With the defense struggling, Buckingham got UNC going with some aggressive offense. In the 29th minute, Buckingham sent a pretty pass to junior Paige Nielsen in the middle of the box. A Miami foul gave Nielsen a penalty kick, which she buried in the bottom right corner to put the Tar Heels up 1-0.

Minutes later, Buckingham ripped a deep strike that nearly curved into the top right corner of the goal, but careened off the cross bar and out of bounds.

After switching to a 4-2-3-1 formation, Dorrance said his girls played better, but Miami failed to find pay dirt on a number of first and second half opportunities.

Sophomore Emily Bruder put UNC up 2-0 in the 54th minute on her team-leading fifth goal of the season. Sophomore Joanna Boyles sent a perfect through ball, hitting Bruder in stride. The forward blasted a shot from the right side of the box that screamed past Miami goalkeeper Emilly Lillard.

In the 77th minute, Buckingham got back in the action when sophomore Cameron Castleberry played a ball to the end line before sending a perfect cross to the back post. The 5-foot-5 Buckingham left her feet and sent a header that banked off the post, then Lillard, before sneaking into the left side of the goal.

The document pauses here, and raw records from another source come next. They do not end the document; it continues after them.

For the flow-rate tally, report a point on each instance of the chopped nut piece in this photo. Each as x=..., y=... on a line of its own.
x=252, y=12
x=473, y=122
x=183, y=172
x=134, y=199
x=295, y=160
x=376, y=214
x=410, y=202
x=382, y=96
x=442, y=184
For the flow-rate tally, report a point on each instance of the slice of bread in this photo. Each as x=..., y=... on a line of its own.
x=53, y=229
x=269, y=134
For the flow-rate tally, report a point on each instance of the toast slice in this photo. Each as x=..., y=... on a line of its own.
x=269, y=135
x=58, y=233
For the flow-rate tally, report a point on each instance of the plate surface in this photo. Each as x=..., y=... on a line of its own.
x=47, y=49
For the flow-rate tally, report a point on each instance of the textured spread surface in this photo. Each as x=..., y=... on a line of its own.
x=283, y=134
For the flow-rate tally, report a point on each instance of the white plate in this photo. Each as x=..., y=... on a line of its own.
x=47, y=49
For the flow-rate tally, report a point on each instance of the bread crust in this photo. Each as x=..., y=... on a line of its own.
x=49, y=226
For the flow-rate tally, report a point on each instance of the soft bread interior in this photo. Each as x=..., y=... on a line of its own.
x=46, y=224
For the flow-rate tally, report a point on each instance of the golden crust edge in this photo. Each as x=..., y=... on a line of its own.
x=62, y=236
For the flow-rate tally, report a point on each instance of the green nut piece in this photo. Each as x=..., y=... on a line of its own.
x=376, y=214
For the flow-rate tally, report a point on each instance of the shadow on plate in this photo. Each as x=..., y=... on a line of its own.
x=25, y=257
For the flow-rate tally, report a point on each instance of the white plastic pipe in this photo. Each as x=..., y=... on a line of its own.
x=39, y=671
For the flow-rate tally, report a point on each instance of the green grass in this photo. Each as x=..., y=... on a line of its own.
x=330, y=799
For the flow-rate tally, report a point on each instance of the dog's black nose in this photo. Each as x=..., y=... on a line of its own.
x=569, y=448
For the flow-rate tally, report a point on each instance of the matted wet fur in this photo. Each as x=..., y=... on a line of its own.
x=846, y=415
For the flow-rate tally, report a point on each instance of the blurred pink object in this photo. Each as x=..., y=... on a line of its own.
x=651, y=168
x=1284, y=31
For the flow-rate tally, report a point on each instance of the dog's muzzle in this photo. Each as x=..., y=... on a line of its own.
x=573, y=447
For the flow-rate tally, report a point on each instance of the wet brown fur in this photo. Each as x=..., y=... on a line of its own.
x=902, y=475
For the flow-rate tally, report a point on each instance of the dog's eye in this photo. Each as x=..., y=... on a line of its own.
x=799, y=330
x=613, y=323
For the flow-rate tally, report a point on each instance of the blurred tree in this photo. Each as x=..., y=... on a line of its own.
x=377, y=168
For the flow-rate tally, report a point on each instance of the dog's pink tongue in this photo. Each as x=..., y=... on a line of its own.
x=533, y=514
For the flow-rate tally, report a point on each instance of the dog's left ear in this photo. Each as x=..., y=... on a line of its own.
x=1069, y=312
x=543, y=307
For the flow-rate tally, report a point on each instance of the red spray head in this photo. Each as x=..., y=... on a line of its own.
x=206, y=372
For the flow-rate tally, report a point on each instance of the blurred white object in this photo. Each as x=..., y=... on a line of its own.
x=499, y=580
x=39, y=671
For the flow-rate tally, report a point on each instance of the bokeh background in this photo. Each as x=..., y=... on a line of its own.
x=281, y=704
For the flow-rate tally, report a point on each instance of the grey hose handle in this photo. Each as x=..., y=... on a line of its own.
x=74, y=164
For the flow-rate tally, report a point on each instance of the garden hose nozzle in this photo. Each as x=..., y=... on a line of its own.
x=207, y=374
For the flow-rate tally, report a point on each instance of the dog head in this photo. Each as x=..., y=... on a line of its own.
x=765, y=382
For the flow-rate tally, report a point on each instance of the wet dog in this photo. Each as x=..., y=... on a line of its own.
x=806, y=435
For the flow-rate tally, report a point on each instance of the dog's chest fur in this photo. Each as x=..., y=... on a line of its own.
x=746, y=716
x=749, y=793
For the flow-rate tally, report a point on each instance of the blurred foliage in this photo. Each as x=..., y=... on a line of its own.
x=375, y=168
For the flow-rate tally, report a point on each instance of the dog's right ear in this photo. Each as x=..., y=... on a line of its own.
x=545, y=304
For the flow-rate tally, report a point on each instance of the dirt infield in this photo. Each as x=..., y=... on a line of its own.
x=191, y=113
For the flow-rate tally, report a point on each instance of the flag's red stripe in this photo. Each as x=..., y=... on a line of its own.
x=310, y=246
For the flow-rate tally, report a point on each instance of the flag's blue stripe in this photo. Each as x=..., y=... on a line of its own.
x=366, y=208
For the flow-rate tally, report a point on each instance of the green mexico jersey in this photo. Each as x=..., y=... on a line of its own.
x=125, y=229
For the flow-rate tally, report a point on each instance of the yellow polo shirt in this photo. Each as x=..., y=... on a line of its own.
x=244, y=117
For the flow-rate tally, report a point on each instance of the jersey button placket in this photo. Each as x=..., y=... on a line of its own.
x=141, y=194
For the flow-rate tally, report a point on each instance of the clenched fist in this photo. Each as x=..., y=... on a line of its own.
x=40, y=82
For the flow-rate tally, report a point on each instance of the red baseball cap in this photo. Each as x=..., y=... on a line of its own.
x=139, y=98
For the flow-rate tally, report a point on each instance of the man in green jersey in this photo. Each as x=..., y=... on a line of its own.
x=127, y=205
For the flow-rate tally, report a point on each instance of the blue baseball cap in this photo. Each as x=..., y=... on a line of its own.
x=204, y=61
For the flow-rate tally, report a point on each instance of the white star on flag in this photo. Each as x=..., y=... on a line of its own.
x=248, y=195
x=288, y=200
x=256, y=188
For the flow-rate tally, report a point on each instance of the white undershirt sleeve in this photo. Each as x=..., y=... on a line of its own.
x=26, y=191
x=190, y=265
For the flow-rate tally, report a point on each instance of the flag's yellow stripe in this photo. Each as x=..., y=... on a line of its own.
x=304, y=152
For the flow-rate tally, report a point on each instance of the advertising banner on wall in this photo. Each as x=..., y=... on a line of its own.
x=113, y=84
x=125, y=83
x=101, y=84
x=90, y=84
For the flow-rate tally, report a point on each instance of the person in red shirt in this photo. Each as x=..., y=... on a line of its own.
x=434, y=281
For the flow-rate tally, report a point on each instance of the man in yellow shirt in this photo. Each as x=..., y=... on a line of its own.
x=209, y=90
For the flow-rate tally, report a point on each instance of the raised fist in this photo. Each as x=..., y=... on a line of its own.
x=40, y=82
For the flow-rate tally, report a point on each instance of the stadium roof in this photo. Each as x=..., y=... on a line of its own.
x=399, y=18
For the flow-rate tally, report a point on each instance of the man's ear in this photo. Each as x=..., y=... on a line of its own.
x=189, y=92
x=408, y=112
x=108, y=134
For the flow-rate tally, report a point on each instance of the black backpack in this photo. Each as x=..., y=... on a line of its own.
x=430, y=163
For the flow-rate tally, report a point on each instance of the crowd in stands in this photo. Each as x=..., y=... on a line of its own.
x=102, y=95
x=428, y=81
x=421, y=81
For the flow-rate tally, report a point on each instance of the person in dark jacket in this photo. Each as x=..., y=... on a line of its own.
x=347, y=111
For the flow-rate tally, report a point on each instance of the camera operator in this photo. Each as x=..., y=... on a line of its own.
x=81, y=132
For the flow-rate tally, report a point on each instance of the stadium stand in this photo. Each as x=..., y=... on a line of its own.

“What’s amazing about Megan is this little, tiny, skinny squirt was doing our technical testing at the beginning of the year and we’re doing a heading test,” Dorrance said. “I’m thinking she’s probably going to get brain damage from this test and all of a sudden she steps up and heads the ball like 40 yards. And I’m looking at her thinking how can this tiny little peanut generate that kind of power?”

Buckingham is used to the small jokes from her head coach, and says they don’t bother her one bit. 

Instead, they make her play harder.

“He always says that to me, how I’m really small and he’s surprised when I get tackles and stuff,” Buckingham said. “But I guess that’s more motivation to not let people talk about me like that.”